In a year of monumentally shitty proportions, Dillinger Escape Plan (DEP) have managed to make things worse. As if national tragedies, dead celebrities, and a bizarre infatuation with a dead gorilla weren’t enough, DEP has announced their imminent breakup. But this announcement came bearing some good news too; one final album entitled Dissociation and a global tour supporting it. Although it doesn’t completely mend the wound of their departure, their show with Cult Leader, Car Bomb, and O’Brother at St. Petersburg’s State Theater made evident they intend to close this chapter of their career on a high-note in the midst of this historical low-note.
It’s safe to assume everyone in the venue that night was just as devastated as myself about DEP’s announcement, and have probably passed the seven stages of grief at this point. That was until openers Cult Leader made it their mission to bring us all back down to the anger stage of that grieving process.
Salt Lake City’s Cult Leader are the soundtrack to the worst day of your life. On record, these guys combine elements of hardcore, grind, and sludge to create their own special brand of volatility.
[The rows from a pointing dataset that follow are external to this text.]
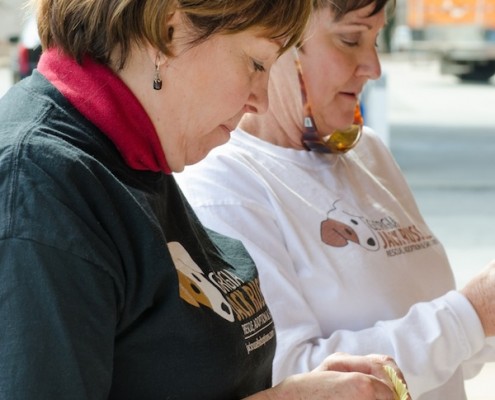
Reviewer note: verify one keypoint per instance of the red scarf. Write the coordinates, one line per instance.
(101, 96)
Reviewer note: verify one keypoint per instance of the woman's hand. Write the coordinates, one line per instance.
(339, 377)
(480, 291)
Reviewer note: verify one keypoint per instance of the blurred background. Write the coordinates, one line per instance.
(434, 106)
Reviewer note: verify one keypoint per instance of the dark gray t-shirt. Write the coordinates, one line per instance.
(109, 286)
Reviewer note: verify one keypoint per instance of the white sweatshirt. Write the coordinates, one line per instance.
(346, 261)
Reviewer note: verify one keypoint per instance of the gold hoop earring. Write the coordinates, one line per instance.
(157, 82)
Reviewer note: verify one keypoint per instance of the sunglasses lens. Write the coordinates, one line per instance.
(341, 141)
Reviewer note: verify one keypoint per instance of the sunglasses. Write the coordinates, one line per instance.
(337, 142)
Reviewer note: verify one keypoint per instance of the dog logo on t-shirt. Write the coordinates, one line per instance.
(342, 227)
(194, 287)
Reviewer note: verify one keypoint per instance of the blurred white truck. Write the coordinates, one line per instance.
(461, 32)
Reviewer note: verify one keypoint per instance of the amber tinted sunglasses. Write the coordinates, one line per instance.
(339, 141)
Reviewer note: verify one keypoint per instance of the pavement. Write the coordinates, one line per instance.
(442, 134)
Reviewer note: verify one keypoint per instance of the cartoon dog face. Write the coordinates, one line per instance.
(195, 288)
(342, 227)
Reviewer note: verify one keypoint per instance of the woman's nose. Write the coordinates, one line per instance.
(258, 99)
(370, 65)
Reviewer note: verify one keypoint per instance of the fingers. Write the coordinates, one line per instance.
(373, 365)
(480, 291)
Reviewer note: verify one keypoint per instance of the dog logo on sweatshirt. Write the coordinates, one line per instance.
(343, 226)
(194, 287)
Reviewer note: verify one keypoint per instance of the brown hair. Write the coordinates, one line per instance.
(98, 27)
(342, 7)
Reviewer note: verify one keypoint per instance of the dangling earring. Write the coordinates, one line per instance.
(157, 82)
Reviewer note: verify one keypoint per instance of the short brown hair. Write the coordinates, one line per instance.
(98, 27)
(342, 7)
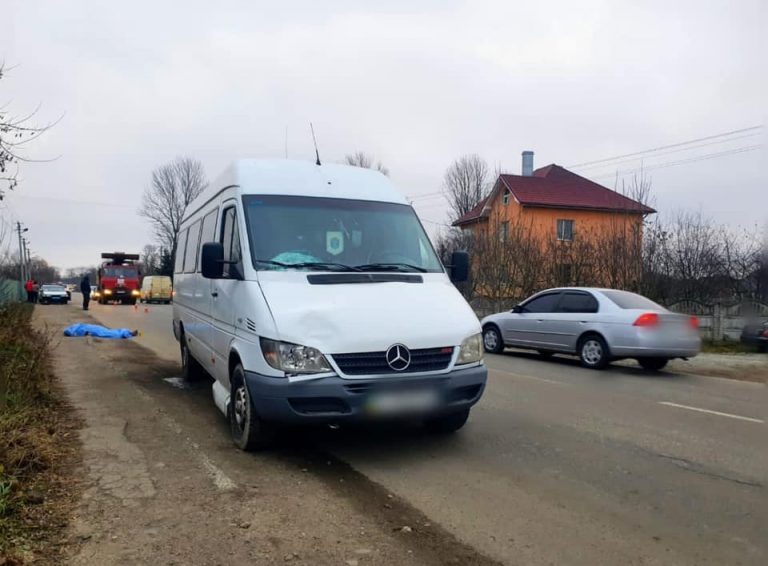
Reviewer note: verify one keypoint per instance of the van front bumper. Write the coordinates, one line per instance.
(336, 400)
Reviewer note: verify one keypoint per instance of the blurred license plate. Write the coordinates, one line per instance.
(396, 402)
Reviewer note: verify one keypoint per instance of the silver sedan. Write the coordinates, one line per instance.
(598, 325)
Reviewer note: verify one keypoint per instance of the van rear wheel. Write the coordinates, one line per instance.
(249, 432)
(191, 370)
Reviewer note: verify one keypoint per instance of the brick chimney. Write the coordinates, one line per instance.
(527, 163)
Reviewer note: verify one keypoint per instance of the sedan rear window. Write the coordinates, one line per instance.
(627, 300)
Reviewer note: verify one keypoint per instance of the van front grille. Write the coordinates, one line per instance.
(375, 363)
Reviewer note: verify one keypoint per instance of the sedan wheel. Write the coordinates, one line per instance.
(492, 341)
(594, 352)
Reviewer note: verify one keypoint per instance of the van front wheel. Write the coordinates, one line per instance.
(249, 432)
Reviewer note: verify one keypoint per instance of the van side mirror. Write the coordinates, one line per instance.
(212, 260)
(459, 267)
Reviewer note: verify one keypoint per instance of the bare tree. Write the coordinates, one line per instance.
(362, 159)
(150, 259)
(465, 184)
(15, 133)
(174, 186)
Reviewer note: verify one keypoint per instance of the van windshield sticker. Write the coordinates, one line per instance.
(334, 242)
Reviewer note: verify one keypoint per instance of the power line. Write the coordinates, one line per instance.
(425, 195)
(436, 223)
(663, 147)
(683, 161)
(678, 150)
(74, 201)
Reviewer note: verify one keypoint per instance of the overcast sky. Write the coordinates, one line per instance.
(417, 84)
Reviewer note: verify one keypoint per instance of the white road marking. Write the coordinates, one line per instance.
(529, 376)
(718, 413)
(219, 479)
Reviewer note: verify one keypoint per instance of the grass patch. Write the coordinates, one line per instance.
(38, 444)
(726, 347)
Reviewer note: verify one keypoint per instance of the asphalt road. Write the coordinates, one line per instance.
(562, 465)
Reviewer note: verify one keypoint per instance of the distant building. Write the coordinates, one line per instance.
(576, 229)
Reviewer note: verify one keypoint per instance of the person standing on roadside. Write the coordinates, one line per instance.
(28, 287)
(85, 289)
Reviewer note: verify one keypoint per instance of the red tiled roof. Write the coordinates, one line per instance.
(555, 187)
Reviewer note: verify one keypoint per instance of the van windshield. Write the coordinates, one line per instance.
(117, 271)
(313, 233)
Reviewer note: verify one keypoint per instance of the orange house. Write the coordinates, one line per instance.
(560, 210)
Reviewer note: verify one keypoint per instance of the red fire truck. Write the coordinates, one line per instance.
(119, 278)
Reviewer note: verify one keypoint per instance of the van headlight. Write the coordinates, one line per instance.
(471, 350)
(294, 358)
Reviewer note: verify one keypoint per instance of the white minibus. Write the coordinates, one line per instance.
(312, 294)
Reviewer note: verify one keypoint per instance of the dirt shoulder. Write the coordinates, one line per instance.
(39, 446)
(164, 485)
(744, 367)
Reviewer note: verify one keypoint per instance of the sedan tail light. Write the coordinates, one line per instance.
(647, 319)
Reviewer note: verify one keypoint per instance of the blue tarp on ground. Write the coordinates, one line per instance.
(96, 330)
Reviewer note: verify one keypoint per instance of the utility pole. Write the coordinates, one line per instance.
(20, 231)
(27, 266)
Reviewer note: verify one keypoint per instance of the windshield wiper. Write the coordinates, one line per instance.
(390, 267)
(319, 265)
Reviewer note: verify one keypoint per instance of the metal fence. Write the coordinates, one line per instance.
(10, 291)
(722, 320)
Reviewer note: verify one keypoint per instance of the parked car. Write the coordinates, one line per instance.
(756, 334)
(156, 288)
(53, 294)
(312, 294)
(598, 325)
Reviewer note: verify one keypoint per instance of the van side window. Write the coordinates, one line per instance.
(230, 239)
(207, 233)
(190, 257)
(178, 266)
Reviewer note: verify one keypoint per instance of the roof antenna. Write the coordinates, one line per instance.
(317, 153)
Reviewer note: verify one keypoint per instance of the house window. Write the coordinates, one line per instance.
(565, 230)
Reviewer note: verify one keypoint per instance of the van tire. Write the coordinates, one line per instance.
(447, 424)
(191, 370)
(249, 432)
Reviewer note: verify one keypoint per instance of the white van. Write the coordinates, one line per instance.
(312, 294)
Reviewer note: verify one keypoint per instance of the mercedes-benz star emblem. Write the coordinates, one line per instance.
(398, 357)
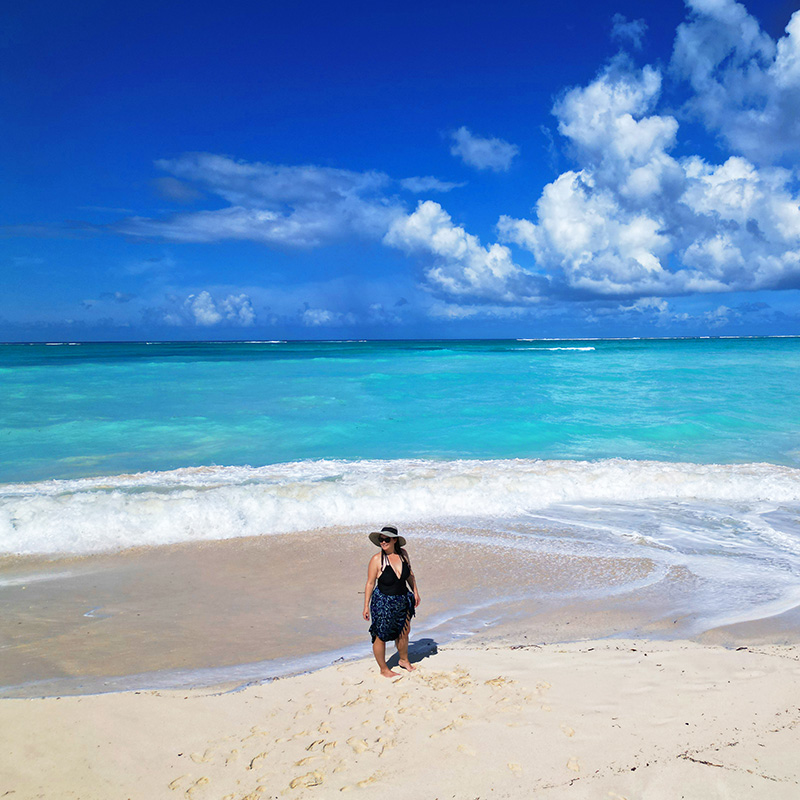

In person, that genre-blending assault takes on a monstrous life of its own. From the moment they began playing, they relentlessly plowed through their songs with enough energy and ire to turn even the meekest and docile attendee (me) into one of those raging zombie-things in 28 Days Later*.
*I’m exaggerating of course. Everyone was just kinda bobbing their head, but I’m pretty sure we were all just internalizing our rage.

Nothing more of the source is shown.